Definition
A synapse is the contact point between two nerve cells. It is used to transmit a stimulus from one neuron to another. A synapse can also exist between neuron and muscle cell or sensory cell and gland.
There are two fundamentally different types of synapses, the electrical (gap junction) and the chemical. Each of these synapses uses a different way of transmitting excitation. The chemical synapses can also be subdivided according to the messenger substances (neurotransmitters).
These are used for transmission. In addition, the synapses can also be subdivided according to the type of excitation. There is an exciting and an inhibiting synapse.
Internal synapses (between two neurons) can also be subdivided according to localization, i.e. at which point of the neuron the synapse is located. In the brain alone, there are 100 trillion synapses. They can constantly rebuild and break down, this principle is called neural plasticity.
Structure, function and tasks
The electrical synapse (gap junction) works without delay over a very small gap, called synaptic gap. With the help of ion channels, this enables the transmission of stimuli directly from nerve cell to nerve cell. This type of synapse is found in smooth muscle cells, heart muscle cells and in the retina.
They are suitable for rapid transmission, such as for the eyelid reflex. Transmission is possible in both directions (bidirectional). The chemical synapse consists of a presynapse, a synaptic cleft and a post-synapse.

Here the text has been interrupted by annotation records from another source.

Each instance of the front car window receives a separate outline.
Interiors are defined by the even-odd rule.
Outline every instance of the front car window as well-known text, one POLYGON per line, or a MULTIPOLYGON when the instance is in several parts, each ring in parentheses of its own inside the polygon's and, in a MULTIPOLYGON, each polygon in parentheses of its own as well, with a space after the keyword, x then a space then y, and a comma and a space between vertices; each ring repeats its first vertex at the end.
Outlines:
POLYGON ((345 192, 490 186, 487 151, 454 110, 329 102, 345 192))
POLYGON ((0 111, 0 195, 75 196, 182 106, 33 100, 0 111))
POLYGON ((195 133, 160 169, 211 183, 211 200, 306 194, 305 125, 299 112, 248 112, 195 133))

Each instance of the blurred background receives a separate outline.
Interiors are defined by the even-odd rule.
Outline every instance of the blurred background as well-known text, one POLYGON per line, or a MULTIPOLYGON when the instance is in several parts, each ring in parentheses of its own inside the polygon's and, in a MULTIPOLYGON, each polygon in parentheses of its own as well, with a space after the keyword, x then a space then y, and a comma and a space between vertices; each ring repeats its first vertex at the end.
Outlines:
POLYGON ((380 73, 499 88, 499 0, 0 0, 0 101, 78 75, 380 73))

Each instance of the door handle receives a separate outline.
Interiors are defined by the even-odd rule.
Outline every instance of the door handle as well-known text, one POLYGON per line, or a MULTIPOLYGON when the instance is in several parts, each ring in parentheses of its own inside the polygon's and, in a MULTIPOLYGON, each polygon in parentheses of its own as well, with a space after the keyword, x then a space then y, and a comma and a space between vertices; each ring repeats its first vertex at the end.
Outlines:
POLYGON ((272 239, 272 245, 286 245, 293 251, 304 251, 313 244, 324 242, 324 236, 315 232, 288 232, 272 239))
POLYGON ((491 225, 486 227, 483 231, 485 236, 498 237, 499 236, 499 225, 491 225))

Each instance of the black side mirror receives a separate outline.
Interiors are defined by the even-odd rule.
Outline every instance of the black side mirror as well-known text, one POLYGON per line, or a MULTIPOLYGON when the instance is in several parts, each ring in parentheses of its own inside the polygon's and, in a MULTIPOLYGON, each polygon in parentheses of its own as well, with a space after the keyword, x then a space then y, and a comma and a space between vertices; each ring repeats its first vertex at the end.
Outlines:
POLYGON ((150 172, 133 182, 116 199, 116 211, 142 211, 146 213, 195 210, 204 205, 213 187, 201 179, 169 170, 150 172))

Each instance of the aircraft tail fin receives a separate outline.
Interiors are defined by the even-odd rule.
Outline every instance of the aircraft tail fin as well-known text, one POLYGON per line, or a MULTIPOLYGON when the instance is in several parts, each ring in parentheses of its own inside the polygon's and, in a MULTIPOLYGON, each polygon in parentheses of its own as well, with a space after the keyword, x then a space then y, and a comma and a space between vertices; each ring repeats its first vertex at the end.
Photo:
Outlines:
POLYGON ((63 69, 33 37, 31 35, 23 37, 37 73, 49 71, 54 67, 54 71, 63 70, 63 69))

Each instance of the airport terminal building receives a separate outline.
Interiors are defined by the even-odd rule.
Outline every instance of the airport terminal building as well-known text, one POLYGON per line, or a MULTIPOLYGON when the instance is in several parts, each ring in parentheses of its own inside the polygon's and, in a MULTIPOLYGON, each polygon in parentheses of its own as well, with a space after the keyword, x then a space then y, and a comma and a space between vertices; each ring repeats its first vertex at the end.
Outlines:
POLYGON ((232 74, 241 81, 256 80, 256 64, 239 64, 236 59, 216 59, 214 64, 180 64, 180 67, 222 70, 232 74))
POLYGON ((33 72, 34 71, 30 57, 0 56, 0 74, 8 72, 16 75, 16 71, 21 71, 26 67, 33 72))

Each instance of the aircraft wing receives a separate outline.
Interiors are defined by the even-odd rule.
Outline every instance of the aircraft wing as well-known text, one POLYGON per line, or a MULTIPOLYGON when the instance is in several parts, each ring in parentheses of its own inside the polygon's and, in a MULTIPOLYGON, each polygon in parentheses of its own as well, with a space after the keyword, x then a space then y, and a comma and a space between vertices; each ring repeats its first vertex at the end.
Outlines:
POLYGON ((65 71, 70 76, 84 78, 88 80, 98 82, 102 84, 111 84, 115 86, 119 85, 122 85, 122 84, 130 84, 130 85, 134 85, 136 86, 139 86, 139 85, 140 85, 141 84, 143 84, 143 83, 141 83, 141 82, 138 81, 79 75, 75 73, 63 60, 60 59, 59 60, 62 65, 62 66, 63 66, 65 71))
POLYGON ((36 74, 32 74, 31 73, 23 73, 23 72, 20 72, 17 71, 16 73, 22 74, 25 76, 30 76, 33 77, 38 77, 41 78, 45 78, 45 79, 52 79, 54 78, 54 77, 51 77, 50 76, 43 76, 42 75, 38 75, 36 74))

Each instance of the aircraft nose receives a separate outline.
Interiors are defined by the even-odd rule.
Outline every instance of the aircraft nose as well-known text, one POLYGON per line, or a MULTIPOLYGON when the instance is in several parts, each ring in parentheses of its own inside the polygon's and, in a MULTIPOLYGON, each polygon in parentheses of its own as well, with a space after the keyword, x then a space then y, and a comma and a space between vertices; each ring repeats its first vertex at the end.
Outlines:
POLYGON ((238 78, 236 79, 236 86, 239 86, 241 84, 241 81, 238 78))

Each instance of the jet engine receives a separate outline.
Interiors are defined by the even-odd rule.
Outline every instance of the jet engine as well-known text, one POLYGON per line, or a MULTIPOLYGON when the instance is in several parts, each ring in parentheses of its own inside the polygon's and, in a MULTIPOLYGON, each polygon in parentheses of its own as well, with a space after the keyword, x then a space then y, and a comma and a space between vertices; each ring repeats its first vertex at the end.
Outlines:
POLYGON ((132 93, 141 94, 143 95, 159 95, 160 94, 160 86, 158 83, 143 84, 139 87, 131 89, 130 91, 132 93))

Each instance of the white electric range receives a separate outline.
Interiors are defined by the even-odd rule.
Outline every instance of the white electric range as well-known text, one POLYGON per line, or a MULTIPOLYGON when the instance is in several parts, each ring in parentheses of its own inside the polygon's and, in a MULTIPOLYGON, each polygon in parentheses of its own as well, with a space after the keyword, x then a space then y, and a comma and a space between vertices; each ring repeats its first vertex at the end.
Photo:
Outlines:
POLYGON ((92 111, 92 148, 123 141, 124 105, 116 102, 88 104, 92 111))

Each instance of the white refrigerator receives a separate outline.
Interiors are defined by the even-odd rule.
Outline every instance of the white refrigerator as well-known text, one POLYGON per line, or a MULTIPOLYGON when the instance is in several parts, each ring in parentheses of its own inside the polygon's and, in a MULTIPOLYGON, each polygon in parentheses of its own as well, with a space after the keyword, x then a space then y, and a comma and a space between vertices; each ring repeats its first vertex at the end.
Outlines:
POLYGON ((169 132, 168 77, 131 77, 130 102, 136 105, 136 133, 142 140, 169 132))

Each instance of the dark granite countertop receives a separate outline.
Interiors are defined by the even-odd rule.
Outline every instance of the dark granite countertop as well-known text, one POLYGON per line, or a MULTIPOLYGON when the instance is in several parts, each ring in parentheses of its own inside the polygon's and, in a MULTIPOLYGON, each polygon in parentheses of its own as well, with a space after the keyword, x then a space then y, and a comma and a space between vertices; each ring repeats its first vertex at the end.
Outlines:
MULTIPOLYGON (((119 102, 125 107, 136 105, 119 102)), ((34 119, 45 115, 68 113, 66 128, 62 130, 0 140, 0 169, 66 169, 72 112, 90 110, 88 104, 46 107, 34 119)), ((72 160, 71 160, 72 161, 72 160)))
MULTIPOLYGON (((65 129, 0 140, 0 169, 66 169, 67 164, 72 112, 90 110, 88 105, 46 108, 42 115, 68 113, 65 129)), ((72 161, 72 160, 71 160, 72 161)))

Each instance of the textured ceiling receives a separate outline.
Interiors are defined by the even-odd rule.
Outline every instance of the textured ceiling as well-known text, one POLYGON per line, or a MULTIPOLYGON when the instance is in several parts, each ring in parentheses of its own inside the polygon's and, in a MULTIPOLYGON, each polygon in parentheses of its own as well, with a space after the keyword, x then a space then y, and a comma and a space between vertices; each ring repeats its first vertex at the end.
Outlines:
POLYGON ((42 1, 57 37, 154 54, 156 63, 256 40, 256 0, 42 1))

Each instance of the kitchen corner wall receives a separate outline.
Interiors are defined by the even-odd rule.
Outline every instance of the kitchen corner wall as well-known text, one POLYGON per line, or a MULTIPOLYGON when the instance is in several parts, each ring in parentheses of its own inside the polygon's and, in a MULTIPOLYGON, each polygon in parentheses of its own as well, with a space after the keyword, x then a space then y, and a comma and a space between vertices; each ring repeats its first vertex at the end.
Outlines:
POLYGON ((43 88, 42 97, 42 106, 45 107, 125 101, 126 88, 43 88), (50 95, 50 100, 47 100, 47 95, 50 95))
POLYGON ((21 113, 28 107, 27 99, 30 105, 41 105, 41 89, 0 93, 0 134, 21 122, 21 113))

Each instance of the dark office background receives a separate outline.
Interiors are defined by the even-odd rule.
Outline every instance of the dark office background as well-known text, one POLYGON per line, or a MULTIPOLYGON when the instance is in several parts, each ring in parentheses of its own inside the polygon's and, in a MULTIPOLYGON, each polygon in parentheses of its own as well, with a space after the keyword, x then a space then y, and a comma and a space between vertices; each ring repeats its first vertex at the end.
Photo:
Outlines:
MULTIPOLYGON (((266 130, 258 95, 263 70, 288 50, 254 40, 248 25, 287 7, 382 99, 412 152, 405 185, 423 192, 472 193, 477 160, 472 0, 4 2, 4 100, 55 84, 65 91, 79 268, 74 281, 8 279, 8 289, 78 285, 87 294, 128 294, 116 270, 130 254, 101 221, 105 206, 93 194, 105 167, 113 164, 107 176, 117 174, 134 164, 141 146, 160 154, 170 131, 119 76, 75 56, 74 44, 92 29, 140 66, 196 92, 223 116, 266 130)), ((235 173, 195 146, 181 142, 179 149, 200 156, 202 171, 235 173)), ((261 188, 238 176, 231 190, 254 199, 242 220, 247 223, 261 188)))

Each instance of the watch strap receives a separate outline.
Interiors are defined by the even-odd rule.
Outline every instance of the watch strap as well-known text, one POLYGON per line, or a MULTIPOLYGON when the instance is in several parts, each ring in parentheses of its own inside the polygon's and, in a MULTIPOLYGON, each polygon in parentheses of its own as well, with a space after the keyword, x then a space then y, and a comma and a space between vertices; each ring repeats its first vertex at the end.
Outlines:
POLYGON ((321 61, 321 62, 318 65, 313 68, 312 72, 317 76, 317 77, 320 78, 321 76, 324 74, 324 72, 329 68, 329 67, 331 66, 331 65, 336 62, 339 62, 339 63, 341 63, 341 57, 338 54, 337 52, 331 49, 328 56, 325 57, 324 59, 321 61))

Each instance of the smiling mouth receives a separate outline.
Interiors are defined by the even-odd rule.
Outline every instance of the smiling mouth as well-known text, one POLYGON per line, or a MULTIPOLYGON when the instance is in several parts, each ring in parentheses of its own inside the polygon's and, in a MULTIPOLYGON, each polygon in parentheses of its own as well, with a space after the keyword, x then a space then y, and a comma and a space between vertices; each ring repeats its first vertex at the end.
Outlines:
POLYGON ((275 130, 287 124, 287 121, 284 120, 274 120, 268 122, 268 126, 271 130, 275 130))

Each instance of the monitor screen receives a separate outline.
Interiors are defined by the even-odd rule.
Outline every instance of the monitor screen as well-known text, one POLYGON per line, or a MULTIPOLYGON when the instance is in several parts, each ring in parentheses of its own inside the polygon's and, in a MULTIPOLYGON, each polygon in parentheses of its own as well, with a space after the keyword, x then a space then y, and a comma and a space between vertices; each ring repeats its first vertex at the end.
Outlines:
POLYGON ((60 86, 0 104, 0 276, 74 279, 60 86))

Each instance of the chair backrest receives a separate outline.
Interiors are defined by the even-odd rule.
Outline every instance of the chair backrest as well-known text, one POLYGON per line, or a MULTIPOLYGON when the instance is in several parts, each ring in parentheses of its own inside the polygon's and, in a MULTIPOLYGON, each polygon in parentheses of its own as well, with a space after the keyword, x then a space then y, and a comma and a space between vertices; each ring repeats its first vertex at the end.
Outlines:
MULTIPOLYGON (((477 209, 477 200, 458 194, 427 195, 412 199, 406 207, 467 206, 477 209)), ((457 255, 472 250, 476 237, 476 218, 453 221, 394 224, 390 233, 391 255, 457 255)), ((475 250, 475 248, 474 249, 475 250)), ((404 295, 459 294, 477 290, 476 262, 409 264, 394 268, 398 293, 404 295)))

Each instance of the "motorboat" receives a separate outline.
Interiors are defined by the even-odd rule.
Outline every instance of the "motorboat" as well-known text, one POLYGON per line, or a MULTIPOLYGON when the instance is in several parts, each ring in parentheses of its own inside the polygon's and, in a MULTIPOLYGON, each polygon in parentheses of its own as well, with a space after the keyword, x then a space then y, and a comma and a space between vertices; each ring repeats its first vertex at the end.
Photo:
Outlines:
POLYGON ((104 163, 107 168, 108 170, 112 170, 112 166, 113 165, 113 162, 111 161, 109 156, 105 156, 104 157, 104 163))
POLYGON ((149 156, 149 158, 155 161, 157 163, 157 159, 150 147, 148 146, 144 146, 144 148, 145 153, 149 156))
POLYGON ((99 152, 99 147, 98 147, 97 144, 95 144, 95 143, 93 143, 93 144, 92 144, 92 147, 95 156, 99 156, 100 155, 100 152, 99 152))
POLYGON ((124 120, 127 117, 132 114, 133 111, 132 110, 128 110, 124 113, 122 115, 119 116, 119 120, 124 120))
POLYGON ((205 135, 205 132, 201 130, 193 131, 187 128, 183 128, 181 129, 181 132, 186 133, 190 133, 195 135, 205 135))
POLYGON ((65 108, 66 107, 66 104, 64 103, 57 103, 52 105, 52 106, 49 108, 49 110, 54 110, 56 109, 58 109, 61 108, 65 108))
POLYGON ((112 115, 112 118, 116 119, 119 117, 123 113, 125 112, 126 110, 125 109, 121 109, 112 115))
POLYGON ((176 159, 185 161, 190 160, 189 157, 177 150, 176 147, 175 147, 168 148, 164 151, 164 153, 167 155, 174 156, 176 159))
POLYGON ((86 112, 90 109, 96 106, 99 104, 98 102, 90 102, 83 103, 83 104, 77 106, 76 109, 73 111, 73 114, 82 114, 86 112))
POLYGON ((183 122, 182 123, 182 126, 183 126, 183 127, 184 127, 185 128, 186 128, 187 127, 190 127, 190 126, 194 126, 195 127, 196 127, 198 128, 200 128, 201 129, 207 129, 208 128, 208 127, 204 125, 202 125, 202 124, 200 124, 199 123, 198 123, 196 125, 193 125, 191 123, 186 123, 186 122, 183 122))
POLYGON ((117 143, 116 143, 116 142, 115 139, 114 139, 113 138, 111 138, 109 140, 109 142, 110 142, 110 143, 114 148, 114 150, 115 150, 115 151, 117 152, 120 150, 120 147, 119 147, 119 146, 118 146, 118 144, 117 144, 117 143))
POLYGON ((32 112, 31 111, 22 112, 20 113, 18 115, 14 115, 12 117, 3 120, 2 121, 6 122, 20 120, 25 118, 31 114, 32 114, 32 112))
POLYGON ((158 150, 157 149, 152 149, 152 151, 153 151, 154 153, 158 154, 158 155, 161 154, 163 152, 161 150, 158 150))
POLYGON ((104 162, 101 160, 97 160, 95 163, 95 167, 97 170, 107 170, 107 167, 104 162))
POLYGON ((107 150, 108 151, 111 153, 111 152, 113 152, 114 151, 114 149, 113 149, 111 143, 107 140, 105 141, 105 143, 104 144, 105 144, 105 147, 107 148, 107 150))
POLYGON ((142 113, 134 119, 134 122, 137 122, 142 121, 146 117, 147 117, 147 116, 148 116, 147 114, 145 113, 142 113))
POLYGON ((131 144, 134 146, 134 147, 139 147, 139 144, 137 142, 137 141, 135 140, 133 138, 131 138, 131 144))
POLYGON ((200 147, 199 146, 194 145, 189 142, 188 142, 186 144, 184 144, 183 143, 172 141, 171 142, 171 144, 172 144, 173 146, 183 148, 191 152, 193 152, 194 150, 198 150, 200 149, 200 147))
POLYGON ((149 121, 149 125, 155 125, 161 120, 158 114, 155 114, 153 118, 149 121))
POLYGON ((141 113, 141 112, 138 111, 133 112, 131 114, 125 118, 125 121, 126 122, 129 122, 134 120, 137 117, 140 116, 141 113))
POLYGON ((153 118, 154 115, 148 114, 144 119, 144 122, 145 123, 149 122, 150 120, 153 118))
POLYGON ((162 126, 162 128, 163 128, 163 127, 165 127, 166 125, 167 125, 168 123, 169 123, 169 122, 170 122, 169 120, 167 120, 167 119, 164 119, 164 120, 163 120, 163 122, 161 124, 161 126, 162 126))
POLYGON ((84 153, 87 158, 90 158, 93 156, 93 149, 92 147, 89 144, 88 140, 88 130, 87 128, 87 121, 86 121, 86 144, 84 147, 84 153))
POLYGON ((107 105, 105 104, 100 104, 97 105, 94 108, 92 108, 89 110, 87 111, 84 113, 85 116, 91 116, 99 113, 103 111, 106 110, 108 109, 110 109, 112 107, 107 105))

The presynapse is usually the end button of a neuron. The postsynapse is a site on the dendrite of the adjacent neuron or a designated section of the adjacent muscle cell or gland. Neurotransmitters transmit excitation through the synaptic cleft.
The previously electrical signal is converted into a chemical signal and then back into an electrical signal. This type of transmission is only possible in one direction (unidirectional). The electrical action potential is conducted via the axon of the neuron to the presynapse.
In the presynaptic membrane, voltage-controlled Ca channels are opened by the action potential. Small vesicles are located in the presynaptic membrane and are filled with the transmitters. The increased calcium concentration causes the vesicles to fuse with the presynaptic membrane and the neurotransmitters are released into the synaptic cleft.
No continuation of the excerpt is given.